360info’s approach contrasts to The Conversation’s, which supplies more reactive commentary on current issues and news. Andrew, who has also previously edited numerous publications in Australia and the UK, including The Big Issue and The Observer in London, describes this difference as a reflection of his own professional development and mindset.

“When I conceived of the idea of The Conversation, I'd just been editing The Age… So I used that same approach for The Conversation; we had desk editors, we all came in and we'd read up on an area, be it health or environment, or science or whatever, and then we'd have a meeting and go 'yes do that story, or what about this?’ and we'd do a reactive thing, bouncing off the news,” he says. 

“At The Conversation we try to turn things around in a day, here [at 360info] we can take up to six weeks. At the end of the day, is it better? No not necessarily, it's just different. And that's what we're trying to do, something different.”
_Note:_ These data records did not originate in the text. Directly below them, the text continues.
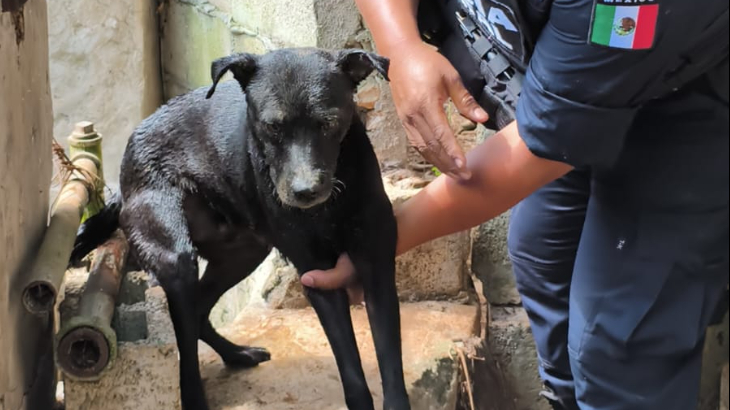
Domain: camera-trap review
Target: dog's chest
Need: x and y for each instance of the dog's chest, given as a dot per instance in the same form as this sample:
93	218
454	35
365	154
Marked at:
309	241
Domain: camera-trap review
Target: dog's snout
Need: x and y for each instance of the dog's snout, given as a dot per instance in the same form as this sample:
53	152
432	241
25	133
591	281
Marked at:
308	190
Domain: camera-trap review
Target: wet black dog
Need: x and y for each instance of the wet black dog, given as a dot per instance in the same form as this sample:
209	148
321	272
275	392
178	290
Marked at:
225	175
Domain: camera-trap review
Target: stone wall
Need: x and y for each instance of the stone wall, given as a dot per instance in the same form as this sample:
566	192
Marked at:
25	172
104	69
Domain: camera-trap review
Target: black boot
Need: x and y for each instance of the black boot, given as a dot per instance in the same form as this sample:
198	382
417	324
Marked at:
551	397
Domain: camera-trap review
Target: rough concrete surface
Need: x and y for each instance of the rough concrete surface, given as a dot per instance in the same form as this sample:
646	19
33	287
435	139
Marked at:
26	127
434	270
104	69
303	374
513	348
491	262
715	356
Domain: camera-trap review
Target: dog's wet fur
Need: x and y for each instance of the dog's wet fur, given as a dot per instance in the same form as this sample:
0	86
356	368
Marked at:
278	158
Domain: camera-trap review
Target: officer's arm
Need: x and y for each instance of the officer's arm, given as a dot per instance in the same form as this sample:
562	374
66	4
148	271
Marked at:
393	23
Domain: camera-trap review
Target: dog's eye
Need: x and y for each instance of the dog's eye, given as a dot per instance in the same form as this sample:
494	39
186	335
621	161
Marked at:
327	126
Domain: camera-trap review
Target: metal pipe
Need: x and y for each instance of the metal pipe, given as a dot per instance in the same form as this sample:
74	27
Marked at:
87	344
46	274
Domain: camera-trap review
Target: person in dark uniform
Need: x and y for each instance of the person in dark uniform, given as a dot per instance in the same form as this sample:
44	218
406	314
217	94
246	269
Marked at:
617	168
Recently, 360info worked with the Pacific Islands Forum to identify key issues the Pacific Islands are currently facing. They then worked with specialists in each of these 11 areas to create a package for the forum that media publishers in the Pacific, and globally, could use to provide readers with context for the meeting. 

360info is currently headquartered at Monash University in Melbourne, with editors in Jakarta, Kuala Lumpur, Osaka and Delhi. Andrew says that despite the international focus the biggest “take-up” of content has come from small regional and rural community papers. 

“[They] all say things like 'we struggle just to bring out our paper, and now we've got this feed of rich features content which we just slot in and it gets us out of trouble’,” he says. 

“So they've really enthusiastically embraced what we're doing, and that's great, because I think the newsrooms that are struggling the most are those regional ones where we now have what are called 'news deserts', where there are no longer newspapers or broadcasters or whatever. So we're helping those.” 

360info’s content is available for any media outlet and newsroom to access and use without charge.